Well, he didn't say. Maybe the plan is just to "starve the beast" and shrink government so small it can be drowned in a bathtub. I will point out that in 2010 a Walker adviser floated the idea of a 50% sales tax increase. That was very quickly walked back. But it clearly seemed like a good to somebody on the staff of David Koch's Favorite Governor.
A previous Walker budget, of course, raised taxes on the working poor.
If Republicans can't eliminate tax progressivity at the federal level -- which I think would have happened in about ten horrible D.C. days if we'd elected Mitt Romney and GOP majorities in the House and Senate -- then they'll do it at the state level wherever they have control. And they'll attract businesses, thus pressuring the other states.
And your grandchildren will ask, "Grandma?

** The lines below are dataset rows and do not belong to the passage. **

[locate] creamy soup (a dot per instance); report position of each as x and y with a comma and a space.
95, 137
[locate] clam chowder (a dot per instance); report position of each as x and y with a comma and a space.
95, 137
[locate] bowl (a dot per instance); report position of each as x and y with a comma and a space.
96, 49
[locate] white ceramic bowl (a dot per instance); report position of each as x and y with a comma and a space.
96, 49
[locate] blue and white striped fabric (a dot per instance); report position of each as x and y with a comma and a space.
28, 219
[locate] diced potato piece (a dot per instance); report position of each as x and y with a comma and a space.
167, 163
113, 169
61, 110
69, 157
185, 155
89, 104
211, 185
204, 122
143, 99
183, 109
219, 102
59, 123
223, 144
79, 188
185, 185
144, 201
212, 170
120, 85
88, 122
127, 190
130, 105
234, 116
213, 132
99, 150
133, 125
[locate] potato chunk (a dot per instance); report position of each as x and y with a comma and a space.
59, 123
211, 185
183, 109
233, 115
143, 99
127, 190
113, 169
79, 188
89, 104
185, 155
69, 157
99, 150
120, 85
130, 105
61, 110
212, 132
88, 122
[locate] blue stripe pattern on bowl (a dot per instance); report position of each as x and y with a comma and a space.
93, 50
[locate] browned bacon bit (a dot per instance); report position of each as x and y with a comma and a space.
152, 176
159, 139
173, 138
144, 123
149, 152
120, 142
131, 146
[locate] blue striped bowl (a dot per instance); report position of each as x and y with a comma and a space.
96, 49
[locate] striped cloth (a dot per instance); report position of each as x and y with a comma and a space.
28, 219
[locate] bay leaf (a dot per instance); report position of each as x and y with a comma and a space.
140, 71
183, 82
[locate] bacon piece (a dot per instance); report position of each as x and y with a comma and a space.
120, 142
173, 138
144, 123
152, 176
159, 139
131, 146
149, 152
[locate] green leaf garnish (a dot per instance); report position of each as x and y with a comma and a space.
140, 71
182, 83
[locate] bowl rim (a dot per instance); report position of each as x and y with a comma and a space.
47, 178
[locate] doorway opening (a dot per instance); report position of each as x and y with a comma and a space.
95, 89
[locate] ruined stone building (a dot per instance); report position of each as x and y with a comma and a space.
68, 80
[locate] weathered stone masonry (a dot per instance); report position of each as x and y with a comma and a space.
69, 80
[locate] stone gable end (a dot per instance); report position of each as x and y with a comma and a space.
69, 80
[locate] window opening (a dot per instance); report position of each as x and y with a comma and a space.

Grampa? What was the middle class?"
"Grandma? Grampa? What was the middle class?"
ReplyDeleteWill that be, before or after they ask about fish, frogs, turtles, and a variety of other species that we take for granted?
And, I hate to say this, but at this point, after 30+ years of the evidence being right in front of their noses, you know, if enough of the voters in these feckin' states are this feckin' STOOOOOPID, having seen the results of this, and keep voting for these tools and goniff's, then, what can the good people do, but do the best they can to try to change things, and if they haven't, or can't - move.
I don't know what else to suggest, except working for change on a local, district, state, and national level, or seperating the country into Red and Blue areas (and WI is has been a surprise entry into the Red column - Obama, being Black, anyone?), with an exchange of people within an appropriate amount of time.
Late this afternoon, PA Gov. Corbett unilaterally outsourced the state lottery to a single bidder, a British company. The legislature's meeting to discuss the topic had been scheduled for Monday. Yes, they're all Republicans, and the state employees running the lottery now have been running up record profits.